Metrics¶

aix360.metrics.local_metrics.faithfulness_metric(model, x, coefs, base)¶

This metric evaluates the correlation between the importance assigned by the interpretability algorithm to attributes and the effect of each of the attributes on the performance of the predictive model. The higher the importance, the higher should be the effect, and vice versa, The metric evaluates this by incrementally removing each of the attributes deemed important by the interpretability metric, and evaluating the effect on the performance, and then calculating the correlation between the weights (importance) of the attributes and corresponding model performance. [1]

References

[1]	David Alvarez Melis and Tommi Jaakkola. Towards robust interpretability with self-explaining neural networks. In S. Bengio, H. Wallach, H. Larochelle, K. Grauman, N. Cesa-Bianchi, and R. Garnett, editors, Advances in Neural Information Processing Systems 31, pages 7775-7784. 2018.

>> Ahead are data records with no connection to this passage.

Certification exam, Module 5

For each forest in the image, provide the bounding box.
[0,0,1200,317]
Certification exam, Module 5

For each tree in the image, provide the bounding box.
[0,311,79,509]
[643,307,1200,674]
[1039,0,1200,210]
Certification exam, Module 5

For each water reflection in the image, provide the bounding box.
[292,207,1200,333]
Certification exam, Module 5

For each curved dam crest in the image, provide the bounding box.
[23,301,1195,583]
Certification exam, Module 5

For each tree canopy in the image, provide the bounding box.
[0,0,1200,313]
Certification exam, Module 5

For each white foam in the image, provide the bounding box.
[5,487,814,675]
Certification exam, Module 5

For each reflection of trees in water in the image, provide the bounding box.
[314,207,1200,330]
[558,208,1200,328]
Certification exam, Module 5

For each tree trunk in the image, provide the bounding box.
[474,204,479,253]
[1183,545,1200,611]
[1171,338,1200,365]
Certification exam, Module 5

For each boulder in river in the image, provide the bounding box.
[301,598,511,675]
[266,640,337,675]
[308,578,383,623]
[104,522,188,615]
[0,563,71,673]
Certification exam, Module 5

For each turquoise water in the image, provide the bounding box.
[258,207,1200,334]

Parameters:	model – Trained classifier, such as a ScikitClassifier that implements a predict() and a predict_proba() methods. x (numpy.ndarray) – row of data. coefs (numpy.ndarray) – coefficients (weights) corresponding to attribute importance. base ((numpy.ndarray) – base (default) values of attributes
Returns:	correlation between attribute importance weights and corresponding effect on classifier.
Return type:	float

aix360.metrics.local_metrics.monotonicity_metric(model, x, coefs, base)¶

This metric measures the effect of individual features on model performance by evaluating the effect on model performance of incrementally adding each attribute in order of increasing importance. As each feature is added, the performance of the model should correspondingly increase, thereby resulting in monotonically increasing model performance. [2]

References

[2]	Ronny Luss, Pin-Yu Chen, Amit Dhurandhar, Prasanna Sattigeri, Karthikeyan Shanmugam, and Chun-Chen Tu. Generating Contrastive Explanations with Monotonic Attribute Functions. CoRR abs/1905.13565. 2019.

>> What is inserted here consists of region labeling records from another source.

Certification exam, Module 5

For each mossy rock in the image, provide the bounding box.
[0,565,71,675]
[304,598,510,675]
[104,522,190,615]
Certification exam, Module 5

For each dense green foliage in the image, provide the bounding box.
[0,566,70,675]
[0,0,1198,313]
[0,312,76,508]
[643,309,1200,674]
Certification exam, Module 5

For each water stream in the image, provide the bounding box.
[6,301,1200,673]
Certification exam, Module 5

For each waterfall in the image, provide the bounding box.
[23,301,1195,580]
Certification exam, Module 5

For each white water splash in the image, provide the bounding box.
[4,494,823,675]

Parameters:	model – Trained classifier, such as a ScikitClassifier that implements a predict() and a predict_proba() methods. x (numpy.ndarray) – row of data. coefs (numpy.ndarray) – coefficients (weights) corresponding to attribute importance. base ((numpy.ndarray) – base (default) values of attributes
Returns:	True if the relationship is monotonic.
Return type:	bool